A person who is dominated by their other half’s consumer choices is likely to become miserable - leading to feelings of resentment and ‘death by a thousand cuts’, say scientists.

The phenomenon has been triggered by the growing obsession with brands, they say.

And it is so strong the drinks and burgers of choice should be included on dating websites like match and eharmony.

Marketing expert Professor Gavan Fitzsimons said liking Coke when your partner chooses Pepsi may not appear a big deal. But it can be the most important factor affecting our happiness.

He said: “People think compatibility in relationships comes from having similar backgrounds, religion or education.

“But we find those things don’t explain how happy you are in life nearly as much as this notion of brand compatibility.”

Fight the low power

The study “Coke vs.

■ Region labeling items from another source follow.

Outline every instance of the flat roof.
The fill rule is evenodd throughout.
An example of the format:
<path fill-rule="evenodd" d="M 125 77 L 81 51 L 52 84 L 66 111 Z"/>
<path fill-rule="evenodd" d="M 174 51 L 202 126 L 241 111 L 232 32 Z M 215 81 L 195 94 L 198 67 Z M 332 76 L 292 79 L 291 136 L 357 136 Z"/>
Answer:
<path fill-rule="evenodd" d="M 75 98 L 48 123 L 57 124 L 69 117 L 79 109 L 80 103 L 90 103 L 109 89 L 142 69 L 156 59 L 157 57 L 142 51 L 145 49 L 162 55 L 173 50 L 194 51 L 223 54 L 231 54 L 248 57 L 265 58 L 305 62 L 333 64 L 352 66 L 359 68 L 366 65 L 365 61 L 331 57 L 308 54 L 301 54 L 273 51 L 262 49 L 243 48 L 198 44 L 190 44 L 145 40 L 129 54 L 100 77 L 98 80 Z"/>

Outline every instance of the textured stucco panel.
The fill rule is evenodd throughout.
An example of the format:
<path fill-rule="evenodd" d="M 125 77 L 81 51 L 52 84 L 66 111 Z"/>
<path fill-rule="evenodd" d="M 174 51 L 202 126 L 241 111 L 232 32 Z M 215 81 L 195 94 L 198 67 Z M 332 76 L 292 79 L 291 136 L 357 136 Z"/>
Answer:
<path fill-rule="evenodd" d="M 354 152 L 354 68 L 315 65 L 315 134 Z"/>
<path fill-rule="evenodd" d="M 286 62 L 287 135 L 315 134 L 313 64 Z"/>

Pepsi: Brand Compatibility, Relationship Power, and Life Satisfaction” found participants with ‘low power’ - those who don’t feel they can shape their partner’s behaviour - end up with a brand they don’t like as much.

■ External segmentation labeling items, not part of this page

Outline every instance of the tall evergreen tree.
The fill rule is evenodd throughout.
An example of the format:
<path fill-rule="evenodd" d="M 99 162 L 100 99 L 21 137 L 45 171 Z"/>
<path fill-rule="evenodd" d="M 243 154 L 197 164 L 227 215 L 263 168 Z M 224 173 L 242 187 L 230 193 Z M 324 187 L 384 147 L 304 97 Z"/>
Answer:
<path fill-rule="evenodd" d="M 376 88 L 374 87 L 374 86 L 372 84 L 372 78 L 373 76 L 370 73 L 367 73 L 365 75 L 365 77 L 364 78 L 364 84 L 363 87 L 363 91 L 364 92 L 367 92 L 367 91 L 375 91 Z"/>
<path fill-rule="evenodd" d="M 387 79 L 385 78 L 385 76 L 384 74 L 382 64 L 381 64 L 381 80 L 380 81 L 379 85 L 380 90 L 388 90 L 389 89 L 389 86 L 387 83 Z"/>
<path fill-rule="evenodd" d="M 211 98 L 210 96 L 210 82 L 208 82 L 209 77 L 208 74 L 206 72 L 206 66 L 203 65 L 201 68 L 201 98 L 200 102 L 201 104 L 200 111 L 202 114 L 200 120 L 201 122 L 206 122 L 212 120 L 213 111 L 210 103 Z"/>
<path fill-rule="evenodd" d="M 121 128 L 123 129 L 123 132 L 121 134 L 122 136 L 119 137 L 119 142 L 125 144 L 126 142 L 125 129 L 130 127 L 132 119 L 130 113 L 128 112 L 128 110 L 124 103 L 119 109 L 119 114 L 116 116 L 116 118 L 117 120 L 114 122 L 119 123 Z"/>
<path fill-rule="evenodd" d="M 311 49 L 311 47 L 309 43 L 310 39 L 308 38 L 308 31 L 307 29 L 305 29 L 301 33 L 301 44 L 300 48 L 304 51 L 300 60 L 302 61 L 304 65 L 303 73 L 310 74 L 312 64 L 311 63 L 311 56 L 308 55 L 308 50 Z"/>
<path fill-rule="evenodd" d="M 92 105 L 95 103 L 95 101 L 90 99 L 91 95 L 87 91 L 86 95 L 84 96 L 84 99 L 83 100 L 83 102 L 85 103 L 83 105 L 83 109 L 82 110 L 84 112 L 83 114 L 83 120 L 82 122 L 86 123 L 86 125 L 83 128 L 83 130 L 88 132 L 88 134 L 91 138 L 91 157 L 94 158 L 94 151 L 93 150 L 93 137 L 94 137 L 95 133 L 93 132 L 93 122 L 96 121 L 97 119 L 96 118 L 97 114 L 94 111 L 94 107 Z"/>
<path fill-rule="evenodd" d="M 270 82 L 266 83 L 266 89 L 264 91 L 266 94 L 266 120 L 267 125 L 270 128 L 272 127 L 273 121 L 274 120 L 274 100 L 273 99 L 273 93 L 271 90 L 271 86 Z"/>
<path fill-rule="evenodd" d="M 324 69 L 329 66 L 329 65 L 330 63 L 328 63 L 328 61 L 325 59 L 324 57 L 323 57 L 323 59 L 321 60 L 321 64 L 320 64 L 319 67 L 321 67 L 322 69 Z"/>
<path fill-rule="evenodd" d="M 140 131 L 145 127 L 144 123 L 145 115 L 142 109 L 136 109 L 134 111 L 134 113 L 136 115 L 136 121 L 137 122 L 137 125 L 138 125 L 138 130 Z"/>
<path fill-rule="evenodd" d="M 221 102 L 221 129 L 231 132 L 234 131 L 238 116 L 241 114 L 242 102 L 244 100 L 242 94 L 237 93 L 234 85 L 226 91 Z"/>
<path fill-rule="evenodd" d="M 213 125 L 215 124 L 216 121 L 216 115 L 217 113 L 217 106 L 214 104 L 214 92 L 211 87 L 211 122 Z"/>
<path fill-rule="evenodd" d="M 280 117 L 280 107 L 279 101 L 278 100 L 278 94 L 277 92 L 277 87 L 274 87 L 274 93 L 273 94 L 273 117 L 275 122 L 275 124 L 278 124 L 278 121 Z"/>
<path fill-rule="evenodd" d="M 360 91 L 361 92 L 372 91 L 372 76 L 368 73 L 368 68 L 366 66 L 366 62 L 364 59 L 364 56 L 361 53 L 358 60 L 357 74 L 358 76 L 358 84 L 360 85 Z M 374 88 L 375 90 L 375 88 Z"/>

Co author Danielle Brick, a PhD student now at the University of New Hampshire, said: “If you are lower in relationship power and have different brand preferences than your partner, you’re probably going to find yourself stuck with your partner’s favourite brands, over and over again.

“This could lead to a death-by-a-thousand-cuts feeling. Most couples won’t break up over brand incompatibility, but it leads to the low power partner becoming less and less happy.”

Experiments tracking individuals and couples for up to two years used brand preferences in fizzy drinks, coffee, chocolate, beer and cars.

The results were combined with findings on relationship power and happiness and the finding was always the same - whatever the type of product.

‘Robust effect’

Psychologist Prof Grainne Fitzsimons, also of Duke University, said: “It’s an extremely robust effect, we found it over and over and over again.”

Ms Brick said it is likely these effects have steadily gained strength as brands have evolved to play a bigger role in the daily lives of consumers.

But they aren’t given the same weight as other relationship influencing factors because they are not seen as significant.

She said: “If you are a different religion than your romantic partner, you know that if this is an issue you can’t work through, then the relationship isn’t going to last.

“Conversely, if you like Coke and your partner likes Pepsi, you are probably not going to break up over it.

“But 11 years into a relationship, when he or she keeps coming home with Pepsi, day in and day out, it might start to cause a little conflict.

“And if you are the low-power person in the relationship, who continually loses out on brands and is stuck with your partner’s preferences, you are going to be less happy.”

Dating dilemmas

The team said their study published in the Journal of Consumer Research has implications for individuals and firms.

Prof Fitzsimons said: “People who are looking for love should maybe consider including brand preferences on their dating profiles.

“There’s also an opportunity for marketers to seek to be the family brand. Even if two partners have slightly different brand preferences, if they can adopt a joint brand that both are happy about, that might increase happiness for a partner who would otherwise feel unsatisfied.”

He said family branding isn’t currently commonplace.

Prof Fitzsimons added: “Some brands are marketed as family oriented, but that’s not the same as reaching out to everyone in the family.

“It is tricky, but firms that get it right can have their brand associated with happiness and harmony - and there’s nothing better than that.”